A garbage disposal installation is one of those jobs that sits right at the edge of what most homeowners can handle. If you’re replacing an existing unit — same sink, same drain setup, existing electrical outlet already under the cabinet — this is a doable weekend project. If you’re installing a disposal where none existed before, or if there’s no outlet under your sink, you’re looking at a job that needs professional assessment before you commit.

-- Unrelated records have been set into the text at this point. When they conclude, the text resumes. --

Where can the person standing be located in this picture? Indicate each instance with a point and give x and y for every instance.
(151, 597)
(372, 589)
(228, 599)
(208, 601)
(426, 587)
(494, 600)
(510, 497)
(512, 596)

This guide walks through the replacement workflow: removing an old disposal and installing a new one in the same location. I’ve done this three times in my own house, and the job takes about 45 minutes once you know the sequence. The hardest part isn’t the wrench work — it’s knowing when to stop and make a phone call.

What you’ll need

Tools:

  • Adjustable wrench (8–12 in.)
  • Screwdriver set (Phillips and flat-head)
  • Hex wrench or Allen key (usually included with new disposal)
  • Flashlight or headlamp
  • Bucket (for catching water)
  • Putty knife (for scraping old sealant)
  • Work gloves (leather recommended)

Materials:

  • New garbage disposal unit (3/4–1 HP for most households)
  • Plumber’s putty or silicone sealant (confirm compatibility with your sink material)
  • Fiber gasket and backup ring (usually included with new unit)
  • Drain coupling and rubber washer (check old unit’s outlet size first)

Prerequisites:

  • Existing garbage disposal already installed (if this is a first-time install, see “When to call a professional” below)
  • Electrical outlet under the sink (if absent, call an electrician first)
  • Basic comfort working with plumbing connections

Before you start

Turn off the power. Flip the circuit breaker that controls the kitchen outlet. Don’t rely on just flipping the disposal switch to “off” — you need the breaker flipped. Verify power is off by attempting to turn on the disposal switch; nothing should happen.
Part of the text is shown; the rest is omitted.